Companions in Crime (also known as Stryker Strikes Twice) is a 1954 British crime film directed by John Krish and starring Clifford Evans, George Woodbridge and Kenneth Haigh. It was written by Kenneth Hayles, Patricia Lathan and Lester Powell, as a spin-off from the television series Stryker of the Yard, and features two cases originally transmitted as separate episodes: "The Case of the Two Brothers" and "The Case of the Black Falcon".

==Plot==
Two cases for "Inspector Stryker". In the first case, the detective utilises the aid of young Martha to clear her fiancé, John Kendall, who has been falsely convicted of murder.
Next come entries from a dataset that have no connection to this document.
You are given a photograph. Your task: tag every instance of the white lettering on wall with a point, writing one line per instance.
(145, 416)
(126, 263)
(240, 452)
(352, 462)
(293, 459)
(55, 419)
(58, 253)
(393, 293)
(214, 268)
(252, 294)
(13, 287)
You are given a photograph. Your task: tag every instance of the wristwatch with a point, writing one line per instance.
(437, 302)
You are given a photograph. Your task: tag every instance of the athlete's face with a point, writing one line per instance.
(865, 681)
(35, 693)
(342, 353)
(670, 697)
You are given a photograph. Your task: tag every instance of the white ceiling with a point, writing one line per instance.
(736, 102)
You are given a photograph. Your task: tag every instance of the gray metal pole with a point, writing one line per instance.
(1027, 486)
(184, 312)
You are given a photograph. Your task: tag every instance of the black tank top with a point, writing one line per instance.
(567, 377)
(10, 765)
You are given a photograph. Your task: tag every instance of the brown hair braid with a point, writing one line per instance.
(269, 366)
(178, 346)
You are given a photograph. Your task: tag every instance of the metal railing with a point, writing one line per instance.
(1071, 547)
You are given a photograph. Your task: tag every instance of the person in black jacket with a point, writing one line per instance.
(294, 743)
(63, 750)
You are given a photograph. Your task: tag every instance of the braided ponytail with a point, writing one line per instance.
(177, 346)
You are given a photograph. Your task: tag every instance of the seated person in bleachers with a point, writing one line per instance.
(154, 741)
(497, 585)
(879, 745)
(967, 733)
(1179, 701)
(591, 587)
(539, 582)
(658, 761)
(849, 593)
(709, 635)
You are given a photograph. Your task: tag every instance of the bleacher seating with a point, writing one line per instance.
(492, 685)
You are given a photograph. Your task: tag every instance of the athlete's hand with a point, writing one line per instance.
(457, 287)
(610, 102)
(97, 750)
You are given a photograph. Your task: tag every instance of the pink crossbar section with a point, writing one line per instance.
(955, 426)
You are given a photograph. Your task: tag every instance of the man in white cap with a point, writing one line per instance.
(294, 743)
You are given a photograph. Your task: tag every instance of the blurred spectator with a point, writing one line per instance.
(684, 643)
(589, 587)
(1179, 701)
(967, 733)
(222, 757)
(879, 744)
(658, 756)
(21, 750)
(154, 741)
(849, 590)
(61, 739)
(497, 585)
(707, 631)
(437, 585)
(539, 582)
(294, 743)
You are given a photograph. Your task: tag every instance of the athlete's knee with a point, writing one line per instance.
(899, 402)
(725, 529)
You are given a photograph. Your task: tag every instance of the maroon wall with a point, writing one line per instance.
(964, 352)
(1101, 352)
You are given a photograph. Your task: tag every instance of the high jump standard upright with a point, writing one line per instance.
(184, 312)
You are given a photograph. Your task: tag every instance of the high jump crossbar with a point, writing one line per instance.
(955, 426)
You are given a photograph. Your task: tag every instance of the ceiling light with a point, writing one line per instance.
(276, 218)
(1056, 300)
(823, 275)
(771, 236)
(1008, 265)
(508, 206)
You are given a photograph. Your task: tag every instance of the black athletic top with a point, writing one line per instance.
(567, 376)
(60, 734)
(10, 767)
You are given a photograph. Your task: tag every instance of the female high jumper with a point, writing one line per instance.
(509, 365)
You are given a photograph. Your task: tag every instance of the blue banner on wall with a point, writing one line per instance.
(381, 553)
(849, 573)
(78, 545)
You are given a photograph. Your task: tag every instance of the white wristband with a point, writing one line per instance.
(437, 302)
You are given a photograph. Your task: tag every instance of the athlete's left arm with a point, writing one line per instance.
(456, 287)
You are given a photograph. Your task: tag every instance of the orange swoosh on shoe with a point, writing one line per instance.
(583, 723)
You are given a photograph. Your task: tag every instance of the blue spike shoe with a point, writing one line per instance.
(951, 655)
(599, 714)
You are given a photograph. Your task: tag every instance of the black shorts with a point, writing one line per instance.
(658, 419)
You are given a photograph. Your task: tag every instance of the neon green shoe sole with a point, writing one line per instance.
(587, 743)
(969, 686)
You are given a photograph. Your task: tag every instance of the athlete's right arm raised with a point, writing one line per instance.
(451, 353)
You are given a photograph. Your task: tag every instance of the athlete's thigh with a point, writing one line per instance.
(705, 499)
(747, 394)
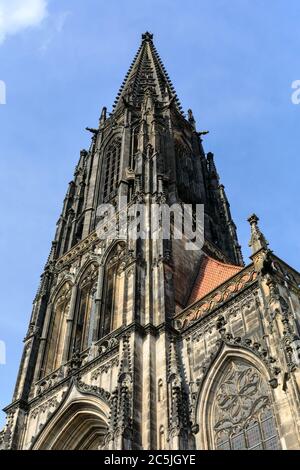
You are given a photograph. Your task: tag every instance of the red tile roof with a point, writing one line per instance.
(212, 273)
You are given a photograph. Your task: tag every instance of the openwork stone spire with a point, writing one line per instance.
(257, 240)
(146, 72)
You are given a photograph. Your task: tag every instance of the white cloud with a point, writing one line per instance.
(55, 26)
(17, 15)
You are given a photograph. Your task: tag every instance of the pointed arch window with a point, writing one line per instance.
(57, 330)
(242, 413)
(112, 160)
(114, 288)
(86, 309)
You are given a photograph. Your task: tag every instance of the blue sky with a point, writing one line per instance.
(232, 62)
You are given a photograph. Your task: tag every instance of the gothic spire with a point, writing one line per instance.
(146, 72)
(257, 241)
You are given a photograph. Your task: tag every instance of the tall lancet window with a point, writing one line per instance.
(57, 330)
(114, 288)
(242, 412)
(86, 309)
(112, 159)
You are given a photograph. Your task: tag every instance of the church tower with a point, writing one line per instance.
(139, 343)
In the second, Stryker is tipped off that a yachtsman is a jewel smuggler.

==Cast==
- Clifford Evans as Chief Inspector Robert Stryker
- George Woodbridge as Sergeant Hawker
- Kenneth Haigh as John Kendall
- Maurice Kaufmann as Arnold Kendall
- Christine Silver as Mrs. Kendall
- Eliot Makeham as Councillor Sandford
- Dorothy Alison as Sheila Marsden

==Reception==
The Monthly Film Bulletin wrote: "Two slight crime stories add up to an overlong picture which hasn't the material to justify its length. Unambitious direction and indifferent scripts add little to the simple, under-developed themes."

Kine Weekly wrote: "The picture keeps Stryker, competently portrayed by Clifford Evans, and his stooge, Sam, amusingly drawn by George Woodbridge, out of things during the initial stages, but they, nevertheless, come up fast on the rails and contribute to two exciting finishes. Rest of the players sound, and London and Thames backgrounds first rate. The two halves make a better than average whole."

Picturegoer wrote: "Split-second timing and no frills are the requirements for these package thrillers, designed for American commercial television. The stories here, though modest, are neat and competent."